Nonostante la giovane età negli ultimi anni è riuscito a farsi strada nella “giungla” della scena rap italiana. La città di provenienza è Roma, il suo nome è Nayt: abbiamo deciso di intervistarlo in pccasione dell’ evento a Milano del 26 settembre da noi organizzato.

1) E’ doveroso cominciare l’ intervista con la più classica delle domande: come hai iniziato ad ascoltare rap ed in seguito a farlo? Come hai scelto il tuo nome d’arte?

Nayt: Ho cominciato ad ascoltare rap ai tempi di “Encore” di Eminem se non ricordo male, molto probabilmente mi appassionai a questo genere grazie a quel disco. All’ età di 14 anni cominciai a scrivere e ad incidere i miei primi testi. Inizialmente mi chiamai con un altro nome che poi diventò Nayt, scelsi di portare una parte del cognome mio e di mia madre nel mio nome d’arte.

2) Il tuo team è diventato la “VNT1” di 3D e DJ Pitch8. Quali motivazioni ti hanno portato a lavorare con questa nuova squadra? Perché iniziare questa nuova avventura con “Six Of Sixteen”? Cosa hai voluto comunicare con questo lavoro?

Nayt: Appena svincolatomi dai vecchi “affari” ho ricominciato a fare musica come volevo, con 3D al Bunker Studio. “Six of Sixteen” è stato l’inizio di un percorso artistico più maturo, più pronto, e dopo “Raptus” che ha fatto da intermezzo, questo primissimo capitolo si concluderà con l’ uscita del mio prossimo disco ufficiale.

3) Qualche mese fa è uscito “Raptus”, che si presenta come un progetto molto personale: basti pensare che all’interno, oltre alle canzoni, si trova un documento con la tua biografia ed un altro che offre una spiegazione sul progetto ed in particolare sulla canzone “Raptus”. Hai messo davvero tutto te stesso in questo disco? Come hai scelto il titolo?

Nayt: Dopo “Six of Sixteen” cominciai a lavorare alla mia musica, alla mia poetica, a come e cosa comunicare con il mio prossimo progetto. Non sapevo ancora cosa sarebbe uscito fuori ma è uscito “Raptus”. Per quanto io mi sia sforzato di studiare ogni particolare per la realizzazione di questo mixtape, alla fine è uscito fuori nel modo più spontaneo possibile. Ho studiato molto la struttura del lavoro in questione ma ho finito per metterci dentro me stesso senza neanche rendermene conto. Questo gli ha conferito il nome di “Raptus” appunto.

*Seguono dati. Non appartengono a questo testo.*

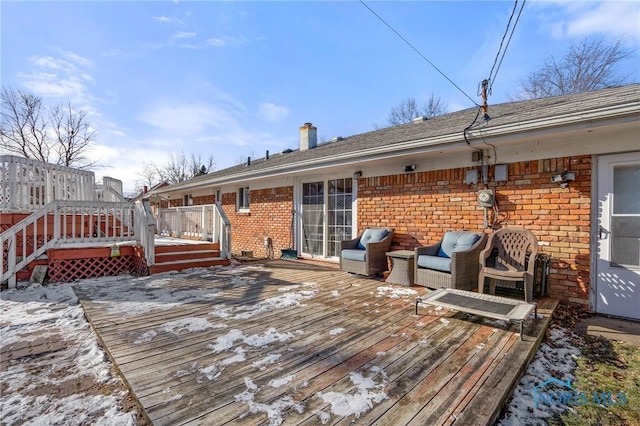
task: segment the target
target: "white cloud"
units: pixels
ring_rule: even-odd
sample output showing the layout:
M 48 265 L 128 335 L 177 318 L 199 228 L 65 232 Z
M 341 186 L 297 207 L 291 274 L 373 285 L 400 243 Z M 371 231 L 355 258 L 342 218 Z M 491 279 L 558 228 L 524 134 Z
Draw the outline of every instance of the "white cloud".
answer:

4) Spesso i rappers lanciano un progetto in freedownload ed in seguito realizzano prodotti ufficiali da mettere in vendita, tu invece hai fatto l’opposto: hai avuto il merito di riuscire a conquistarti un pubblico numeroso con un album in vendita ed ora che il tuo nome è affermato hai regalato “Raptus”. Perché questa scelta? Come hai scelto i nomi da inserire in questo disco?

Nayt: Non faccio questo in base ai soldi che posso ricavarci (anche se devo e voglio campare con questa roba) e poi soprattutto voglio fare grandi cose e farmi conoscere da più persone possibili. Se non faccio numeri esorbitanti i soldi a cosa mi servono? A farmi due vestiti nuovi? Preferisco investire su qualcosa di più ambizioso. I nomi inseriti in “Raptus” sono Saint e Tormento, con uno ho iniziato a rappare e l’altro è un artista imparagonabile, onorato di avere avuto entrambi nel mio disco. Pochi ma azzeccati.

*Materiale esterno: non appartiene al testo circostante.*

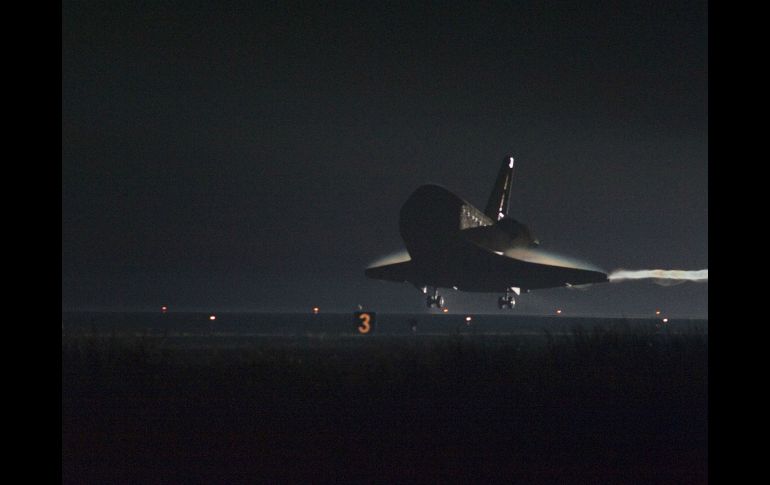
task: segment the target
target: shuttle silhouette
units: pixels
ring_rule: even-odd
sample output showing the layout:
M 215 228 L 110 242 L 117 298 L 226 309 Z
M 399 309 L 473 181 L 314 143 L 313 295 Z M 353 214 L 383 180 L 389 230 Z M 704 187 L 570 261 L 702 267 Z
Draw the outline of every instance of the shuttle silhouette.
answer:
M 412 283 L 428 295 L 428 307 L 438 308 L 439 288 L 503 293 L 498 307 L 513 308 L 521 292 L 607 282 L 601 271 L 543 262 L 538 240 L 508 215 L 513 167 L 506 157 L 484 212 L 444 187 L 419 187 L 399 217 L 410 259 L 367 268 L 366 276 Z

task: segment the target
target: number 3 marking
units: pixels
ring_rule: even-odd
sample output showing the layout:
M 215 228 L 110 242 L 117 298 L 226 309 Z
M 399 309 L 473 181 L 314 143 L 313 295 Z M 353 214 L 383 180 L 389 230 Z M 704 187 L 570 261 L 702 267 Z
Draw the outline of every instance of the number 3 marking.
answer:
M 372 317 L 368 313 L 362 313 L 358 316 L 358 319 L 361 320 L 361 325 L 358 326 L 358 332 L 359 333 L 369 333 L 369 330 L 372 329 L 372 326 L 369 325 L 369 320 Z

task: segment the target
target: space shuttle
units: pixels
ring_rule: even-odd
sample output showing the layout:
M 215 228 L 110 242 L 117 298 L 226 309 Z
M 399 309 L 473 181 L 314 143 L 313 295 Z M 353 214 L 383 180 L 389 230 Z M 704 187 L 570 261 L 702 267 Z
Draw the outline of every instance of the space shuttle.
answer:
M 366 276 L 415 285 L 429 308 L 445 307 L 441 288 L 500 293 L 498 307 L 510 309 L 530 290 L 607 282 L 604 272 L 542 257 L 529 227 L 509 215 L 514 165 L 505 157 L 483 212 L 442 186 L 417 188 L 399 214 L 409 259 Z

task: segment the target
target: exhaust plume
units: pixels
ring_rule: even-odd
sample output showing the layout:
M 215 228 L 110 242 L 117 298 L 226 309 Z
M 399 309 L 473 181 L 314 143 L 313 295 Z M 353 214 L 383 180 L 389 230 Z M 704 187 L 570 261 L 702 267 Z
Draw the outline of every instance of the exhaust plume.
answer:
M 655 283 L 662 286 L 673 286 L 685 283 L 687 281 L 706 283 L 709 280 L 709 270 L 701 269 L 697 271 L 684 271 L 679 269 L 616 269 L 607 276 L 613 283 L 627 280 L 651 279 L 655 280 Z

5) Sabato 26 settembre ti esibirai a Milano, al Barrio’s, in una data organizzata proprio da noi. Cosa ci dobbiamo aspettare da questo live? Quanta importanza hanno le esibizioni dal vivo nella tua carriera da artista?

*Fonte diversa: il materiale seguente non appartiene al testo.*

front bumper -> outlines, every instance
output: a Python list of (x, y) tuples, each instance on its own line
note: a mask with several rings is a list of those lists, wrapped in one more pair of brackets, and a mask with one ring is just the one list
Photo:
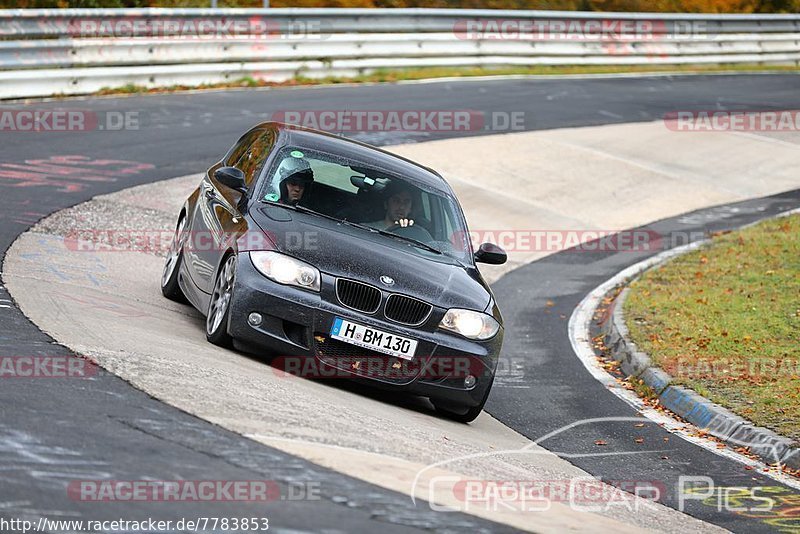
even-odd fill
[[(356, 380), (460, 406), (483, 402), (497, 368), (502, 328), (491, 340), (475, 342), (430, 325), (405, 327), (345, 308), (334, 288), (335, 278), (324, 273), (320, 293), (278, 284), (261, 275), (248, 254), (240, 254), (228, 331), (237, 347), (268, 353), (275, 357), (273, 366), (291, 374)], [(254, 312), (263, 318), (258, 326), (248, 322)], [(439, 315), (443, 313), (441, 310)], [(331, 339), (336, 317), (416, 339), (414, 360), (399, 360)], [(470, 375), (476, 381), (467, 387), (465, 378)]]

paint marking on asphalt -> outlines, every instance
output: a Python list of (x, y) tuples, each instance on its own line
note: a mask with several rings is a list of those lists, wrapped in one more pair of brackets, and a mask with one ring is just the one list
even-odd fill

Nayt: I live sono la parte più divertente e intensa della (mia) musica secondo me. E’ lì che vivo veramente tutto quello che faccio nel pieno delle emozioni. Chi mi ascolta è davanti a me e canta con me! Quando sono sul palco do me stesso proprio come ho fatto per realizzare “Raptus”.. ma è più vero. Aspettatevi la mia anima e un locale in fiamme perché ho intenzione di farlo esplodere.